Binary Sparse Coding for Interpretability
Lucia Quirke, Stepan Shabalin, Nora Belrose
TL;DR
This work investigates interpretability of neural activations by binarising sparse autoencoder features, introducing Binary Sparse Coders (BAEs) and Binary Transcoders (BTCs) that constrain activations to $\\{0,1\\}$. While binarisation improves unweighted interpretability and the monosemanticity of features, it increases reconstruction error and yields a surge of ultra-high-frequency, uninterpretable features, suggesting polysemanticity may be ineliminable. Training employs differentiable relaxations (sigmoid STE, Gumbel-Softmax, GroupMax) and evaluated via LLM-based sparse probing and ablation analyses across SmolLM2 variants. Overall, the paper presents a negative result for fully removing polysemanticity with binarisation, but highlights insights for future hybrid approaches and improved interpretability evaluation. The findings imply caution in deploying binary sparse representations and motivate exploring mixed architectures and refined evaluation protocols.
Abstract
Sparse autoencoders (SAEs) are used to decompose neural network activations into sparsely activating features, but many SAE features are only interpretable at high activation strengths.
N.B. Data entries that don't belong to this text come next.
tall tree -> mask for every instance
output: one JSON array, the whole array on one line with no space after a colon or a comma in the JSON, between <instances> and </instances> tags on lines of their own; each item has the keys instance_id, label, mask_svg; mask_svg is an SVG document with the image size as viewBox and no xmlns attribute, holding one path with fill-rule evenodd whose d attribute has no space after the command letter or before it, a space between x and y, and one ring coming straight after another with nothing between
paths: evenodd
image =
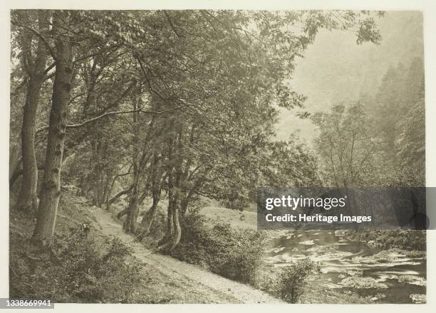
<instances>
[{"instance_id":1,"label":"tall tree","mask_svg":"<svg viewBox=\"0 0 436 313\"><path fill-rule=\"evenodd\" d=\"M46 79L48 52L44 39L48 31L48 12L40 10L28 14L13 13L12 23L19 28L21 64L27 77L27 92L21 126L23 177L18 208L36 214L38 208L36 188L38 167L35 153L36 112L42 84ZM36 24L33 29L33 25Z\"/></svg>"},{"instance_id":2,"label":"tall tree","mask_svg":"<svg viewBox=\"0 0 436 313\"><path fill-rule=\"evenodd\" d=\"M56 11L53 14L56 74L41 201L33 236L34 240L43 244L49 241L54 234L61 196L61 171L73 78L73 43L68 31L68 23L73 18L72 14L71 12L64 11Z\"/></svg>"}]
</instances>

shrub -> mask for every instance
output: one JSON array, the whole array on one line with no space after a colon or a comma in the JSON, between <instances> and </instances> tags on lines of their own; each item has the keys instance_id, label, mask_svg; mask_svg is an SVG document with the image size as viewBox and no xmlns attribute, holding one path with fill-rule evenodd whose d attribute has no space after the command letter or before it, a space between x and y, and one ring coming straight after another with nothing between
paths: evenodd
<instances>
[{"instance_id":1,"label":"shrub","mask_svg":"<svg viewBox=\"0 0 436 313\"><path fill-rule=\"evenodd\" d=\"M254 283L261 264L263 238L251 230L235 230L229 224L212 228L198 212L190 211L181 221L180 243L171 255L182 261L206 267L212 272L242 282Z\"/></svg>"},{"instance_id":2,"label":"shrub","mask_svg":"<svg viewBox=\"0 0 436 313\"><path fill-rule=\"evenodd\" d=\"M304 292L310 275L319 271L319 265L308 258L284 267L279 275L279 295L288 302L296 303Z\"/></svg>"},{"instance_id":3,"label":"shrub","mask_svg":"<svg viewBox=\"0 0 436 313\"><path fill-rule=\"evenodd\" d=\"M135 298L141 282L140 267L128 264L133 250L119 239L106 237L98 242L73 230L48 249L28 254L31 245L27 244L27 252L11 254L11 297L56 302L141 301Z\"/></svg>"}]
</instances>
To address this issue we propose to use binary sparse autoencoders (BAEs) and binary transcoders (BTCs), which constrain all activations to be zero or one. We find that binarisation significantly improves the interpretability and monosemanticity of the discovered features, while increasing reconstruction error. By eliminating the distinction between high and low activation strengths, we prevent uninterpretable information from being smuggled in through the continuous variation in feature activations. However, we also find that binarisation increases the number of uninterpretable ultra-high frequency features, and when interpretability scores are frequency-adjusted, the scores for continuous sparse coders are slightly better than those of binary ones. This suggests that polysemanticity may be an ineliminable property of neural activations.